10 agosto 2018

SULLA LONGANIMITA'

L’amore è longanime e benigno. (1° Corinzi 13:4)
Per chiarire ancora il concetto, quando ieri sera parlavo di lungimiranza, mentre scrivevo mi stavo rendendo conto di come questa qualità vada "a braccetto" con la "LONGANIMITÀ".
Essa si manifesta quando non valutiamo le persone per i loro errori, per il loro operato del momento ma, amandole comunque, ci focalizziamo sui loro pregi e soprattutto sul loro potenziale evolutivo, sullo sforzo che esse fanno per incarnare appieno le qualità superiori.
Il Padre sa che, come anime, abbiamo grosse difficoltà a governare i nostri corpi e che "pecchiamo", manchiamo il bersaglio di continuo restando invischiati in emozioni inferiori e pensieri diarroici. Ma lui sa bene che non sarà sempre così; lui vede, scruta in profondità e sa che un giorno, grazie ad uno sforzo costante, produrremo frutti migliori, correggeremo il tiro e cominceremo a centrare il bersaglio.
Fondamentale quindi per noi tutti, non giudicare coloro che, ad esempio, riempiono le loro pagine fb con gattini, cagnetti e selfie con seni prorompenti; dietro quelle azioni c'è comunque un'anima che evolve, che sta sforzandosi di acquistare l'uso dei corpi. Forse un tempo quelle stesse persone i cani li prendevano a calci o buttavano i loro figli indesiderati nei cassonetti.
Impariamo quindi, restando in presenza, a incarnare qualità sublimi come LUNGIMIRANZA e LONGANIMITÀ', e i nostri fratelli ci appariranno davvero come persone con le quali stiamo svolgendo il medesimo lavoro di riscoperta di noi stessi, condividendo lo stesso avventuroso viaggio su questo bel pianeta.

SULLA LUNGIMIRANZA

Cari amici,
sono alcuni anni che non ho più avuto la forza interiore di scrivere nulla per contribuire al progresso o all'utilità di questa pagina.

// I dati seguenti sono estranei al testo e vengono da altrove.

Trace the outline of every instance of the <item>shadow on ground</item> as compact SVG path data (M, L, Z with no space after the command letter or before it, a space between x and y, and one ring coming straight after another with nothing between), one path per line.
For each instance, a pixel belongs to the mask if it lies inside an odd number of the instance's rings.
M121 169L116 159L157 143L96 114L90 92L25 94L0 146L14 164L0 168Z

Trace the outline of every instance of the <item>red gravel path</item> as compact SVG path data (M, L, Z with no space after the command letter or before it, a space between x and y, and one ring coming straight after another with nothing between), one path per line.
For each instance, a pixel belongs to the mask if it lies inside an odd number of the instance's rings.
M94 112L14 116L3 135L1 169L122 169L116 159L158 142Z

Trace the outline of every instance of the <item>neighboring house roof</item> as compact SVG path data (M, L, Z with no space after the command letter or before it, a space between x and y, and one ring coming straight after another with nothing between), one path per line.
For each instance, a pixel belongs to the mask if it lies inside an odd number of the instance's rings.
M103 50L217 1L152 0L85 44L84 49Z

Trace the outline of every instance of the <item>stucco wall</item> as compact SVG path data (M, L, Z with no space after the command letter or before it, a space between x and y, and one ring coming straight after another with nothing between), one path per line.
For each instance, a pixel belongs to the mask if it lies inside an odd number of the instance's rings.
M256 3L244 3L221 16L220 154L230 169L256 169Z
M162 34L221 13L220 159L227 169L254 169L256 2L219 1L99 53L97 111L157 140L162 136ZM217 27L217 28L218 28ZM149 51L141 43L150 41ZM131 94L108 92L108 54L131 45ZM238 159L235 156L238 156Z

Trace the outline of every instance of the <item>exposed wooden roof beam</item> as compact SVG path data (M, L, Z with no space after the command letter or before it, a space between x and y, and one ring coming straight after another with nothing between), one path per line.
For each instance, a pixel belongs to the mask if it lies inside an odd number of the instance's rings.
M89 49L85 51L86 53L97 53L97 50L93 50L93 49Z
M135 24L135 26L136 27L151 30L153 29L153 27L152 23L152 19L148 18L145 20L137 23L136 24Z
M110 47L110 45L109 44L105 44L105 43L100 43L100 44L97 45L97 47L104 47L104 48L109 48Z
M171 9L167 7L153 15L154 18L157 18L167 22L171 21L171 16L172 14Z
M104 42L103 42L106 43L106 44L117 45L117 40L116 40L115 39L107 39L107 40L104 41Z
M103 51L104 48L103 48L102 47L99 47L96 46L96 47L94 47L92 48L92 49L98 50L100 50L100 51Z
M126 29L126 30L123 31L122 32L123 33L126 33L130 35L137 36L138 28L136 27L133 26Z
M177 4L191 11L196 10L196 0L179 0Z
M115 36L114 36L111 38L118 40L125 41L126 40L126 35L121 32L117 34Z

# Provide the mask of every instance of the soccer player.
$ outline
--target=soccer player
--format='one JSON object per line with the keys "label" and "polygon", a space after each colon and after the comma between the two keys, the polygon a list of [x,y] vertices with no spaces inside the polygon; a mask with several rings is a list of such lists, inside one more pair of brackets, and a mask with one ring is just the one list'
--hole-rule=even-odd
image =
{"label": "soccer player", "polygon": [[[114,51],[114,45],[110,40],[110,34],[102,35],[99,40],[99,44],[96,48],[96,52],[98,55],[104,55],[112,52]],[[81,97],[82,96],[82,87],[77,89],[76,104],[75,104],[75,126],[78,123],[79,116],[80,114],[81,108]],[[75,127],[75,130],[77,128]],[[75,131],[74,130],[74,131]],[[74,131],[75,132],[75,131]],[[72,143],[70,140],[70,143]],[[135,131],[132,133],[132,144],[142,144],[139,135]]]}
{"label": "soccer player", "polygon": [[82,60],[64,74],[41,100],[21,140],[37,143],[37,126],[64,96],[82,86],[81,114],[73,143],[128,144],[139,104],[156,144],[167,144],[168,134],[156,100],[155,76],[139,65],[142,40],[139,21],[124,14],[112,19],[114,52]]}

Ho dovuto affrontare momenti davvero difficili,ritrovare e sciogliere vecchi nodi, rincontrare parti di me che ancora necessitano di attenzione, curare ferite non ancora del tutto guarite.
Ultimamente sono finalmente tornate emozioni più elevate dei soliti sentimenti di scarsa qualità che spesso sperimento con la pancia.
Ho pensato di scrivervi in merito ad una qualità che ogni Uomo o Donna che meriti tale nome dovrebbe coltivare:
LA LUNGIMIRANZA.
Beh, non è certo difficile capire l'etimologia e il significato di questa parola; essa vuol dire "guardare lontano". Significa non lasciarsi confondere dalle apparenze e saper "vedere oltre". Esiste tutto un mondo di bellezza che, identificati come siamo nel nostro ruolo, nelle situazioni che affrontiamo, non riusciamo proprio a vedere.
Ma se non trascuriamo il nostro lavoro di osservazione di noi stessi, se ci ricordiamo con costanza chi siamo davvero, ecco che la verità e la bellezza si dischiudono generosamente davanti ai nostri occhi.
So che molti fra voi si ritrovano costantemente e ripetutamente nelle stesse difficoltà esistenziali e spesso vi rimangono invischiati a lungo e profondamente.
Forse vi state dimenticando che siete voi stessi a plasmare ciò che state vivendo: perché lamentarsi quindi?
Sicuramente quando, ad esempio, riuscirete a vedere con lungimiranza le vostre circostanze, potrete vedere oltre le "qualità sgradevoli" di chi vi circonda, o le situazioni dolorose e problematiche in cui vi trovate.
Continuate allora a benedire per tutto quello che vedete, per tutte le persone che incontrate; ogni circostanza è una lezione, ogni persona un insegnante, un maestro amorevole inviato, in realtà, proprio da voi stessi.